LFS258_V2021-09-20 - Cannot initialize cluster with kubeadm 1.21.1 and crio 1.21.3
Experiencing issue initializing cluster with kubeadm and crio-o
Trying to provision the exact system from the lab ( s_03 )
LFS258_V2021-09-20_SOLUTIONS.tar.xz, LFS258-labs_V2021-09-20.pdf
2 vCPU, 8 GB, Ubuntu 18.04.6 LTS
running on vsphere, 1 interface, no swap
installed
kubeadm 1.21.1-00
kubectl 1.21.1-00
kubelet 1.21.1-00
kubernetes-cni 0.8.7-00
cri-o 1.21.3~0
cri-o-runc 1.0.1~0
configured system and crio, enabled and started, according to the latest pdf, and verified from:
https://kubernetes.io/docs/setup/production-environment/container-runtimes/#cri-o
for ubuntu 18.04
cgroup driver is systemd
/etc/hosts
updated
172.21.90.50 te-olmo-k8m0101 k8scp
using kubeadm config:
LFS258/SOLUTIONS/s_03/kubeadm-crio.yaml
updated:
podNetwork: 100.68.0.0/16
Init:
kubeadm init --config=kubeadm-crio.yaml --upload-certs | tee kubeadm-init.out
kubelet fails to start
[kubelet-check] Initial timeout of 40s passed.

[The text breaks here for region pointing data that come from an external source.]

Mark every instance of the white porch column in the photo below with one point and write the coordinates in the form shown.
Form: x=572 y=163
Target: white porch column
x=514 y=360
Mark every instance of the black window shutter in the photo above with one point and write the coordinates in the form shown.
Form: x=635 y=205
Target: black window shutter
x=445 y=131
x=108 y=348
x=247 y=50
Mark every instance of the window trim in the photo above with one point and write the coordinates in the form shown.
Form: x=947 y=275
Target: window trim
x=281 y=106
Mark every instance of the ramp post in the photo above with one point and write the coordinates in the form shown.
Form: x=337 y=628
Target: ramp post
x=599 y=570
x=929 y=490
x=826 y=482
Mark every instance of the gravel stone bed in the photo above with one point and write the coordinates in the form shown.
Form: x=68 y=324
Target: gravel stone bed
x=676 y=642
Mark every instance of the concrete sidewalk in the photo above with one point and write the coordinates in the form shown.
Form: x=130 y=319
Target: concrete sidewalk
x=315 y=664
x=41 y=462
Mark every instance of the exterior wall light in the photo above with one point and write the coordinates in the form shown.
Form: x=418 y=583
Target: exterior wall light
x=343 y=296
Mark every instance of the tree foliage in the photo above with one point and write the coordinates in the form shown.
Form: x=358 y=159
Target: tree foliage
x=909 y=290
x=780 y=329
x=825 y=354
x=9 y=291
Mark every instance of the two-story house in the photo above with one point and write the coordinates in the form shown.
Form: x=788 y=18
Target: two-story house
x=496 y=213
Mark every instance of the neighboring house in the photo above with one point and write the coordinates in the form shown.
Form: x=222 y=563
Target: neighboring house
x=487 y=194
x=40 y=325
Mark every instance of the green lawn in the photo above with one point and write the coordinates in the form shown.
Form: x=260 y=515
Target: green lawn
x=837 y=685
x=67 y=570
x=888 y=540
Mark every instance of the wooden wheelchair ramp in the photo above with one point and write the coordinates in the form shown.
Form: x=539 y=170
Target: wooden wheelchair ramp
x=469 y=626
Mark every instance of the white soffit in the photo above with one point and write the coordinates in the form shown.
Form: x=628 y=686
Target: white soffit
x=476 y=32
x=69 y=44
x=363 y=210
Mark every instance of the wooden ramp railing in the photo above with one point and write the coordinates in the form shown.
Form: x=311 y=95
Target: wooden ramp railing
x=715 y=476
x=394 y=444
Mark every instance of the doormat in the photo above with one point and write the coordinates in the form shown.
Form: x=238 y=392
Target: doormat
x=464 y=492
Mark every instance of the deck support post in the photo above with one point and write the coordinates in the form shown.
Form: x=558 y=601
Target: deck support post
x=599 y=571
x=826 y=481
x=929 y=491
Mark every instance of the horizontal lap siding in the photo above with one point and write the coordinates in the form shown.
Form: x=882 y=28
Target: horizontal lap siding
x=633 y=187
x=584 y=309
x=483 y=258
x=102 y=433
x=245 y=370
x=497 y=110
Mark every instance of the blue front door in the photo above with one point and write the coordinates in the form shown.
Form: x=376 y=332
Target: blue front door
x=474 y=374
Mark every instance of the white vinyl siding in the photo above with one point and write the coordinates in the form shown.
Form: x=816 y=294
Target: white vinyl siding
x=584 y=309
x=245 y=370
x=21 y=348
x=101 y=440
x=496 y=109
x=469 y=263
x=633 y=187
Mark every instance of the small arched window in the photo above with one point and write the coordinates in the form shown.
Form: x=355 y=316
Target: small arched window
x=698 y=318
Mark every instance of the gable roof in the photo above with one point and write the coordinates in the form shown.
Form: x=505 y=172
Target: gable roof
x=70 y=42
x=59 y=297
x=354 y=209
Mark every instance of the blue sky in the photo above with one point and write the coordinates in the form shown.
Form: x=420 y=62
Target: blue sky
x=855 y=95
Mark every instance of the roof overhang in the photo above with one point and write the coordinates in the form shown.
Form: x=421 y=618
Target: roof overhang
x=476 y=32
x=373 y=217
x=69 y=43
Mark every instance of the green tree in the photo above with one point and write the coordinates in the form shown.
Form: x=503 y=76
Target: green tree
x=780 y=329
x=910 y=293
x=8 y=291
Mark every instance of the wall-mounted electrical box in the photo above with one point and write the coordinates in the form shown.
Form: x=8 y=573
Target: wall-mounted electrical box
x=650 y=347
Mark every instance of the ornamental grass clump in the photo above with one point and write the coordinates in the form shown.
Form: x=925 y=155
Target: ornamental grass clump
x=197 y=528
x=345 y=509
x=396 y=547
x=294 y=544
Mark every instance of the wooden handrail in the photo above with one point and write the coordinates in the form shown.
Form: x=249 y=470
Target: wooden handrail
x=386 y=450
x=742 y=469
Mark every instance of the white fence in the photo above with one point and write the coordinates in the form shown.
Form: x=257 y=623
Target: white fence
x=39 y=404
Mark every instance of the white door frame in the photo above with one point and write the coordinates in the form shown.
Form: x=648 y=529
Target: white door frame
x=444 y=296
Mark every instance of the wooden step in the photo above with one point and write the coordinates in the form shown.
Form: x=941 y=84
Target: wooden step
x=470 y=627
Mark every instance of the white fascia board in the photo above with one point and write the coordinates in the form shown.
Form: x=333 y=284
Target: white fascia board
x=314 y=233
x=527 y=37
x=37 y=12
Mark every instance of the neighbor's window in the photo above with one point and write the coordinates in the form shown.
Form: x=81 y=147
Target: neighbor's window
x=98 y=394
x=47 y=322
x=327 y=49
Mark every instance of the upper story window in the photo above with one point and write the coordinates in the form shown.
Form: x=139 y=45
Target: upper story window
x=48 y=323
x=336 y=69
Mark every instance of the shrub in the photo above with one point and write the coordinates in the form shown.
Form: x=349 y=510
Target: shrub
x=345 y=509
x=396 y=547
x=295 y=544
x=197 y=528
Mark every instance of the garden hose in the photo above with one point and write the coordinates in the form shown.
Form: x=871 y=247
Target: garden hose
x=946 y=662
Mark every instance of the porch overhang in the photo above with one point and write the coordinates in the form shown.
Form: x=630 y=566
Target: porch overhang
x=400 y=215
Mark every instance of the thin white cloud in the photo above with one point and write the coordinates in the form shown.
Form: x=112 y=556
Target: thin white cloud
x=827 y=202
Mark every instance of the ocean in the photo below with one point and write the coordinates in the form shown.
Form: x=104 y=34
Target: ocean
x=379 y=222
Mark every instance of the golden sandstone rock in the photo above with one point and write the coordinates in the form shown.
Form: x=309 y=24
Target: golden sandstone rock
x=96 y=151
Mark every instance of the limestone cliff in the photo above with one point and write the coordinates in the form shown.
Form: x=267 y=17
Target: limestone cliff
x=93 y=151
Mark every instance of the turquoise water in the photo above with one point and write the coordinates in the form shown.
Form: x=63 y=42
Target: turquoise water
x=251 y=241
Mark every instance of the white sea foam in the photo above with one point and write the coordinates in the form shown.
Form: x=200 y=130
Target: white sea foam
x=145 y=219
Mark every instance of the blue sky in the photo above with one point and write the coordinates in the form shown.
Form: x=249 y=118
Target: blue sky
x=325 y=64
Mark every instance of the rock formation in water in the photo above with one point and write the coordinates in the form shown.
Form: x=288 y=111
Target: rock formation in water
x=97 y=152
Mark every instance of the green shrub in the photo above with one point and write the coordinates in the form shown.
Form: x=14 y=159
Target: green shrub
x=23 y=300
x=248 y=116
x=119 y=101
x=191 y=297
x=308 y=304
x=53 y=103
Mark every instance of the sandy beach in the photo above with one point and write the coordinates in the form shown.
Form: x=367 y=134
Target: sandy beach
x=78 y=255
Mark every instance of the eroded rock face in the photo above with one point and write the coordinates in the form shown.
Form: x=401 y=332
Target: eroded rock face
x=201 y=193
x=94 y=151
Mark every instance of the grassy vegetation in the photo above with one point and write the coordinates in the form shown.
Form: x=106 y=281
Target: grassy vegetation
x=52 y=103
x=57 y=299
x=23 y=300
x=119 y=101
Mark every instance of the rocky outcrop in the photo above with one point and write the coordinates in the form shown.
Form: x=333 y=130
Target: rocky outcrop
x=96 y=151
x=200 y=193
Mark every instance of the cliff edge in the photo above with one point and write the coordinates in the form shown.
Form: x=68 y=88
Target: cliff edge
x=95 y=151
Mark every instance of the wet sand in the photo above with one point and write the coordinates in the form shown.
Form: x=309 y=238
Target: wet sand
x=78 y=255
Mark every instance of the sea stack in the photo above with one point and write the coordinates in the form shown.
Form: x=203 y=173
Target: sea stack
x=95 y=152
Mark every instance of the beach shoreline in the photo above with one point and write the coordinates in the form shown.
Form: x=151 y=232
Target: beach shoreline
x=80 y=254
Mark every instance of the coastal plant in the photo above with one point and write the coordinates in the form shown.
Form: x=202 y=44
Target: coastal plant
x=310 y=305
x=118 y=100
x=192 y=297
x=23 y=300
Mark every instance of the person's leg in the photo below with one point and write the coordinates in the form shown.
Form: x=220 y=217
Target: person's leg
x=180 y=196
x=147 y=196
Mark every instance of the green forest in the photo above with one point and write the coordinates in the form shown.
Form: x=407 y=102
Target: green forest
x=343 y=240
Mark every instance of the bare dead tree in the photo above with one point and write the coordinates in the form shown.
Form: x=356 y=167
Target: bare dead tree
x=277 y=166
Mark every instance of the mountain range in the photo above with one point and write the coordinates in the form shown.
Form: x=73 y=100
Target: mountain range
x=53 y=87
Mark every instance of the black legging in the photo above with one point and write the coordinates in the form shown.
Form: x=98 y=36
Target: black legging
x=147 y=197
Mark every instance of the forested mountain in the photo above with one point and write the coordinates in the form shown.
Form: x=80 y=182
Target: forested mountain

log: Error getting node err="node \"k8scp" not found
Try adding the described crio.conf from the lab tar to /etc/crio/crio.conf,
could not find anything in the PDF about this file, just randomly found it in the tar basically.
Init:
kubeadm init --config=kubeadm-crio.yaml --upload-certs | tee kubeadm-init.out
Journal:
okt 26 23:21:49 te-olmo-k8m0101 kubelet[25616]: E1026 23:21:49.526385 25616 kubelet.go:2291] "Error getting node" err="node \"k8scp\" not found"
and reading up on crio's documentation. supposedly i also have to add /etc/cni/net.d/<some-crio-bridge.conf>, but reading into crio doc atm, as the lab is totally unclear on this.
is there another version set that is supposed to work?
can we expect any questions about cri-o or are we expected to be able to configure it?
spending 5 ours last night with no success. documentation/lab seems unclear. quite frustrating.
Comments
-
Also added
/etc/default/kubelet
KUBELET_EXTRA_ARGS="--container-runtime=remote --container-runtime-endpoint=unix:///var/run/crio/crio.sock"
0 -
-
Hi @serewicz thanks for replying.
I'm sure I've executed all those steps. I am going to restart again completely from scratch and follow your described procedure.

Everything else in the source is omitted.